Against this backdrop, “risk assets” like tech stocks and cryptos are faring particularly badly as investor sentiment deteriorates, hurt in part because bond yields keep rising. 

The yield on the benchmark 10-year U.S. Treasury note neared 3.2% on Monday, putting it on track to close at the highest levels since late 2018. When yields climb, the math is tough for riskier assets: Higher yields reduce the extra return relative to bonds that traders expect to get from taking riskier bets.

So where will cryptos find the bottom? In the near-term, volatility looks expected to continue, and a turnaround may not be coming anytime soon.

“Bitcoin may be on the course to restart a steep downtrend,” said Yuya Hasegawa, an analyst at crypto exchange Bitbank, who sees the largest crypto trading in a range of $30,000 to $38,000 this week.

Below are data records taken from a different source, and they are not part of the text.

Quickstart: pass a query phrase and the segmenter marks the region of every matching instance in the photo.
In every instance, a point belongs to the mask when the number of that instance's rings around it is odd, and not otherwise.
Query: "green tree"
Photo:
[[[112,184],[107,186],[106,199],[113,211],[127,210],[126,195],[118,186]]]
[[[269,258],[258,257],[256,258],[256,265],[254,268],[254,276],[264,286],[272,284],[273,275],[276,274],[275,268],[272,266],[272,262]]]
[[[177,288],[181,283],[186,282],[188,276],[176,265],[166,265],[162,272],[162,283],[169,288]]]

Looming large in the days ahead is inflation data for April. The U.S. consumer price index (CPI) is due on Wednesday, and investors are likely to latch onto the number as the market keeps revising its estimates for how aggressive Fed policy will be.

If CPI grew more than 8.1% year over year last month, which is around what markets expect, investors could take that as a sign that the Fed will move more aggressively—and this could lead to continued selling.

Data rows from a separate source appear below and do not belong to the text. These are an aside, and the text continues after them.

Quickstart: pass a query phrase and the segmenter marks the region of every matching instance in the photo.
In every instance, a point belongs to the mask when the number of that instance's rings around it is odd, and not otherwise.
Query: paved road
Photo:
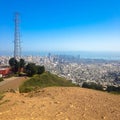
[[[26,81],[26,77],[11,77],[0,82],[0,91],[7,91],[8,89],[18,90],[19,86]]]

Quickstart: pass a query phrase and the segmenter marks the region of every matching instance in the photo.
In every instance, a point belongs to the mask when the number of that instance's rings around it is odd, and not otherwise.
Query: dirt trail
[[[6,93],[0,120],[120,120],[120,95],[79,87]]]

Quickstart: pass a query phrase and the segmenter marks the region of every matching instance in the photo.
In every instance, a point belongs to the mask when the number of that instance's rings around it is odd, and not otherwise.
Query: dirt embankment
[[[0,103],[0,120],[120,120],[120,95],[75,87],[6,93]]]

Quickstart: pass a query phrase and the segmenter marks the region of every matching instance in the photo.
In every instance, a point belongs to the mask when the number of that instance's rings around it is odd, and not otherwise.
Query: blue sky
[[[120,51],[119,0],[0,0],[0,51]]]

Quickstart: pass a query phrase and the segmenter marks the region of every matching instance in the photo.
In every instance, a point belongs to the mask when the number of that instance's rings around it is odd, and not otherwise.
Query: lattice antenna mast
[[[21,58],[21,42],[20,42],[20,29],[19,29],[19,13],[15,13],[15,33],[14,33],[14,58]]]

“Although it will not be enough to reverse the market’s sentiment completely, lower CPI readings will suffice to support the price of Bitcoin temporarily,” said Hasegawa. “Until then, the price has to maintain the $33,000 psychological level, which is also around the 2022 low, to prevent the technical sentiment from aggravating further.”

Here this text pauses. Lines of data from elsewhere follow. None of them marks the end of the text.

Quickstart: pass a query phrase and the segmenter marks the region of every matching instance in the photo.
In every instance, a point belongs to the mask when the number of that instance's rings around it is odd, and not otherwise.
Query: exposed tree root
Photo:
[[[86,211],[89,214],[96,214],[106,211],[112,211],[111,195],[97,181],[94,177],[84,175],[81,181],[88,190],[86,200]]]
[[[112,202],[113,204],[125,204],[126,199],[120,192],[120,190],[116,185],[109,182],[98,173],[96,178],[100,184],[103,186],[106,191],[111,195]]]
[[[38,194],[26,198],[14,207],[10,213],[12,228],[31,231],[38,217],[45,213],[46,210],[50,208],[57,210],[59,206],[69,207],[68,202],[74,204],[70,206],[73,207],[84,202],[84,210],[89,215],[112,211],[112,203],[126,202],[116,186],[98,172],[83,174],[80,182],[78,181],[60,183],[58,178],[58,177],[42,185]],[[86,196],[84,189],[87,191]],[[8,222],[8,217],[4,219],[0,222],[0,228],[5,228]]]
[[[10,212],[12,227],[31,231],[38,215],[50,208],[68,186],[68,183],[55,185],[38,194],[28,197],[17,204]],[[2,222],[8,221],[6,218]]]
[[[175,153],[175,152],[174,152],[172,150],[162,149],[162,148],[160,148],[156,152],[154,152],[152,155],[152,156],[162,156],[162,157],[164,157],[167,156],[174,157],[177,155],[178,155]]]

Another negative sign for the crypto market is that institutional money may be leading the price pressure, according to Marcus Sotiriou, an analyst at digital asset broker GlobalBlock. Sotiriou said that, preceding the recent drop, the price for Bitcoin listed on exchange




Coinbase Global

(ticker: COIN) was at a discount compared to the Binance exchange.

“This is telling as a greater percentage of institutions use Coinbase compared to retail, whereas the opposite is the case for Binance,” Sotiriou said. “The price mismatch mentioned suggests institutions are not currently as interested as retail.”